Photo by Dermot Connolly

Recruits from Great Lakes Naval Base are welcomed by an honor guard of flag-bearers outside Glenn Maker American Legion Post 1160, 10739 S. Ridgeland Ave., in Chicago Ridge, which hosted them on Thanksgiving Day.

On Thanksgiving morning, many Chicago Ridge residents took time away from their own turkey preparations to welcome about 20 recruits from Great Lakes Naval Base to Glenn Maker American Legion Post 1160, which hosted them for the day.

Several motorcycle clubs escorted their bus from the naval base near Waukegan, along with Chicago Ridge and Cook County police. And as the bus approached the Legion post at 10739 S. Ridgeland Ave., residents waving flags of all sizes lined Ridgeland Avenue in front of the Legion hall, 10739 S. Ridgeland Ave., and provided a guard of honor from the bus into the hall.

“I’m a former military mom. We’ve been doing this since it started seven years ago. It has become our family tradition,” said Judi Mirochna, a former resident who now lives in Myrtle Beach, S.C.

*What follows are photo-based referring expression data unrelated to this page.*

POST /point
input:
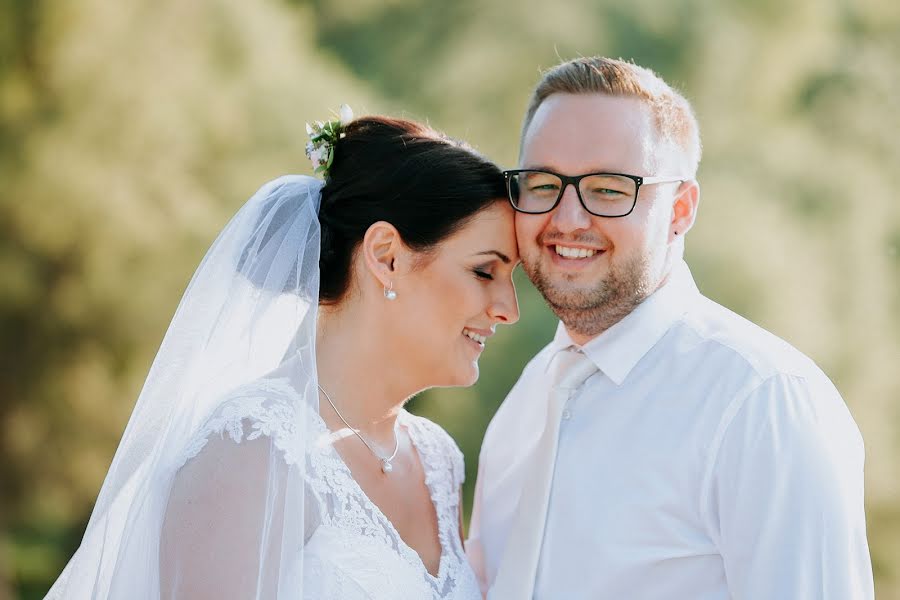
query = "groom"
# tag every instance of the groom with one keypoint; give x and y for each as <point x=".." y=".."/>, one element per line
<point x="660" y="447"/>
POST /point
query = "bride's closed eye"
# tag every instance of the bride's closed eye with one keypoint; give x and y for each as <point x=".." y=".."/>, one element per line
<point x="482" y="274"/>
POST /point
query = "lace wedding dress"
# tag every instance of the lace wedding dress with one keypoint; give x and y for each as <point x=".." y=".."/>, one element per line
<point x="352" y="550"/>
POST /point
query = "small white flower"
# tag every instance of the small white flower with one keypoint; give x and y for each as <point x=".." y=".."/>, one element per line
<point x="346" y="114"/>
<point x="317" y="156"/>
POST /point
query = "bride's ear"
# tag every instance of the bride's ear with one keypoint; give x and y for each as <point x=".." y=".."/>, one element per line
<point x="383" y="250"/>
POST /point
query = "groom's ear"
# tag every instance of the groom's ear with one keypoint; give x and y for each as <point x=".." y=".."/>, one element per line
<point x="382" y="246"/>
<point x="684" y="209"/>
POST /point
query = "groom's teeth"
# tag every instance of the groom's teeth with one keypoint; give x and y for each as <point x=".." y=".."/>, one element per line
<point x="574" y="252"/>
<point x="474" y="336"/>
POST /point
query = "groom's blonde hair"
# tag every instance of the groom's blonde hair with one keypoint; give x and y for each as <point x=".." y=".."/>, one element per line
<point x="675" y="120"/>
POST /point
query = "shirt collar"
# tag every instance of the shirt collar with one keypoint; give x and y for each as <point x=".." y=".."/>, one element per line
<point x="617" y="350"/>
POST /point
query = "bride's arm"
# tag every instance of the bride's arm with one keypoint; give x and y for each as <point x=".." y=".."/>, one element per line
<point x="223" y="527"/>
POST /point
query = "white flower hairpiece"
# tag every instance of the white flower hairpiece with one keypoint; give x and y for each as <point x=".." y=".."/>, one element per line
<point x="322" y="138"/>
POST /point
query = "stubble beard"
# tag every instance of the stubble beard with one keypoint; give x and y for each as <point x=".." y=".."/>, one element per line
<point x="589" y="311"/>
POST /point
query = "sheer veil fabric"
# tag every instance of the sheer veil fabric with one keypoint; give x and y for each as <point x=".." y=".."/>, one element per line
<point x="240" y="348"/>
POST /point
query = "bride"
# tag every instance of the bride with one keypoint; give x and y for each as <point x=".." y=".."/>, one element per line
<point x="269" y="454"/>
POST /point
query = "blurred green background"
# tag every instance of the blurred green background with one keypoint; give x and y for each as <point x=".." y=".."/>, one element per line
<point x="130" y="132"/>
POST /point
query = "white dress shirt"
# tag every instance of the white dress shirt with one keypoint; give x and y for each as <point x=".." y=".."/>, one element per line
<point x="706" y="460"/>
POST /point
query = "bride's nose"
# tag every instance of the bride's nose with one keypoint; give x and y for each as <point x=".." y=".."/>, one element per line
<point x="504" y="307"/>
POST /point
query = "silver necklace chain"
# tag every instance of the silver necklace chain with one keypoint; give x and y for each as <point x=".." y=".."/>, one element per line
<point x="386" y="462"/>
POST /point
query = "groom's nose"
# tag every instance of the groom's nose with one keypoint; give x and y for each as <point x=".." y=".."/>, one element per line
<point x="569" y="215"/>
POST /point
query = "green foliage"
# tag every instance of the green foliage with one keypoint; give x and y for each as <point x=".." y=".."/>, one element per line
<point x="129" y="132"/>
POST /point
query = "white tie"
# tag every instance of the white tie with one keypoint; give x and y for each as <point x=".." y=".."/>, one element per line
<point x="518" y="567"/>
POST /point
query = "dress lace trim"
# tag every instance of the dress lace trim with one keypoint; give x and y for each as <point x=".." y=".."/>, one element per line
<point x="271" y="407"/>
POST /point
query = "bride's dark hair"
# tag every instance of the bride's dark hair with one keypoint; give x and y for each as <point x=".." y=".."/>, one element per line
<point x="424" y="183"/>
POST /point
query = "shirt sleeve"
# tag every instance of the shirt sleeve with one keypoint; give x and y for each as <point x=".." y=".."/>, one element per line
<point x="786" y="495"/>
<point x="474" y="547"/>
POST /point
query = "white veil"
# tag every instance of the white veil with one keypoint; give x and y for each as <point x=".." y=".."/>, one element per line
<point x="184" y="511"/>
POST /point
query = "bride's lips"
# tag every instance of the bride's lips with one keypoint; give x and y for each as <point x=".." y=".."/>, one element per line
<point x="477" y="337"/>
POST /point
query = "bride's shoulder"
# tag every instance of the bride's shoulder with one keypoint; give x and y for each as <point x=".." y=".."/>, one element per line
<point x="266" y="407"/>
<point x="437" y="448"/>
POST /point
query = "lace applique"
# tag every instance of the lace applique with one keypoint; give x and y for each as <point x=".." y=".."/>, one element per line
<point x="266" y="407"/>
<point x="269" y="407"/>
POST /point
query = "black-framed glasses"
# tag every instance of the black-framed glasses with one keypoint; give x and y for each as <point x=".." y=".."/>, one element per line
<point x="534" y="191"/>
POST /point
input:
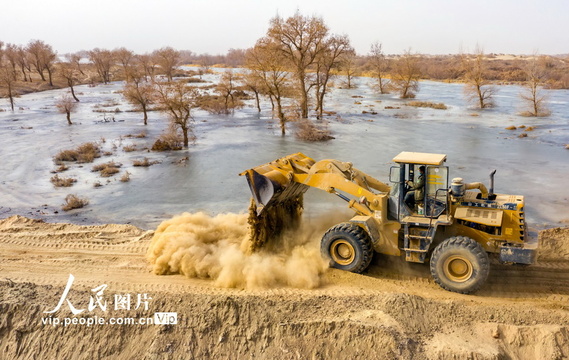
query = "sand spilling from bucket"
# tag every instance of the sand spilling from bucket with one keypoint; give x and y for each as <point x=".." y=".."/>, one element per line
<point x="218" y="248"/>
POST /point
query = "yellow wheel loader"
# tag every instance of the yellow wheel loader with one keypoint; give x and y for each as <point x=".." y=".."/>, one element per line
<point x="419" y="215"/>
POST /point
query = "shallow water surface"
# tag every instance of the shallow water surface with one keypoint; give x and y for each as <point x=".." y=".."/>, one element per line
<point x="475" y="141"/>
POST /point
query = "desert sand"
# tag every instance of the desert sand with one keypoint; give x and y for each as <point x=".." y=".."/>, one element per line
<point x="232" y="306"/>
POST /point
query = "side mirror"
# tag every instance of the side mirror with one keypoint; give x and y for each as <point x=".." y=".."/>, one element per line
<point x="394" y="174"/>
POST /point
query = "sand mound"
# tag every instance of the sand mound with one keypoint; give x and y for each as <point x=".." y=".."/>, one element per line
<point x="554" y="244"/>
<point x="392" y="314"/>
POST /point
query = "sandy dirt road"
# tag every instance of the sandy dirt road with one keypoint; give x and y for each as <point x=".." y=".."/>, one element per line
<point x="393" y="311"/>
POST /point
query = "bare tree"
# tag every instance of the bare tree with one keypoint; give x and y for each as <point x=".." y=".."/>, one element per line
<point x="75" y="60"/>
<point x="141" y="94"/>
<point x="226" y="87"/>
<point x="337" y="48"/>
<point x="7" y="79"/>
<point x="349" y="67"/>
<point x="167" y="58"/>
<point x="103" y="60"/>
<point x="235" y="57"/>
<point x="43" y="58"/>
<point x="70" y="73"/>
<point x="147" y="62"/>
<point x="253" y="83"/>
<point x="205" y="61"/>
<point x="124" y="57"/>
<point x="406" y="75"/>
<point x="477" y="89"/>
<point x="300" y="40"/>
<point x="11" y="57"/>
<point x="533" y="95"/>
<point x="66" y="105"/>
<point x="379" y="66"/>
<point x="178" y="100"/>
<point x="269" y="66"/>
<point x="25" y="63"/>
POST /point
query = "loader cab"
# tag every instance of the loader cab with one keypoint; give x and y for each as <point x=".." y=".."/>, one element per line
<point x="434" y="201"/>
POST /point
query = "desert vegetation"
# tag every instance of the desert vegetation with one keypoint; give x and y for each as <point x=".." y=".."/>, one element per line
<point x="298" y="59"/>
<point x="84" y="153"/>
<point x="73" y="201"/>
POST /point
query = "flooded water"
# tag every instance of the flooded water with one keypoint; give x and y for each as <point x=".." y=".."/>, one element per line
<point x="475" y="141"/>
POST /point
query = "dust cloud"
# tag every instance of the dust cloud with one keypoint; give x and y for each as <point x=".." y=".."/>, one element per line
<point x="201" y="246"/>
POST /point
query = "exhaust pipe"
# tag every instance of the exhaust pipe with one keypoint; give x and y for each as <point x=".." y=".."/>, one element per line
<point x="491" y="192"/>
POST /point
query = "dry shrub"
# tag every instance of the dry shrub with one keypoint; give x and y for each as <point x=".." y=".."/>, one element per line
<point x="193" y="80"/>
<point x="144" y="162"/>
<point x="62" y="168"/>
<point x="61" y="181"/>
<point x="84" y="153"/>
<point x="74" y="202"/>
<point x="306" y="130"/>
<point x="125" y="177"/>
<point x="428" y="104"/>
<point x="167" y="142"/>
<point x="540" y="113"/>
<point x="107" y="169"/>
<point x="138" y="136"/>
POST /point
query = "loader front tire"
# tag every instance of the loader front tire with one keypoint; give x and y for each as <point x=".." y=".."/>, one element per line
<point x="348" y="246"/>
<point x="460" y="264"/>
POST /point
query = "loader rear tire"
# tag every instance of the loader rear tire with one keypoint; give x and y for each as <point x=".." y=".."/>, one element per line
<point x="460" y="264"/>
<point x="348" y="246"/>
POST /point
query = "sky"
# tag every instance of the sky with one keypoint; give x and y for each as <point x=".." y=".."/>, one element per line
<point x="215" y="26"/>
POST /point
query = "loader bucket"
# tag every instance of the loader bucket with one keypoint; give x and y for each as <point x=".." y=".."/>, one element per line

The annual event was founded by her friends, Jen and Rob Pyznarski, the Chicago Ridge police chief, when their own son was in the Marines and away from home. “Some other mother took my own son in on Thanksgiving, and I wanted to do the same,” said Jen Pyznarski, who accompanied the group on the bus from Great Lakes.

“It’s a great community event,” said Trustee Amanda Cardin, noting that local Girl Scout Troop 55559 spent time the day before setting tables and decorating the Legion Hall for the recruits, writing thank you notes for them, and providing bowls full of candy. Other trustees participating included Sally Durkin, William McFarland and Bruce Quintos.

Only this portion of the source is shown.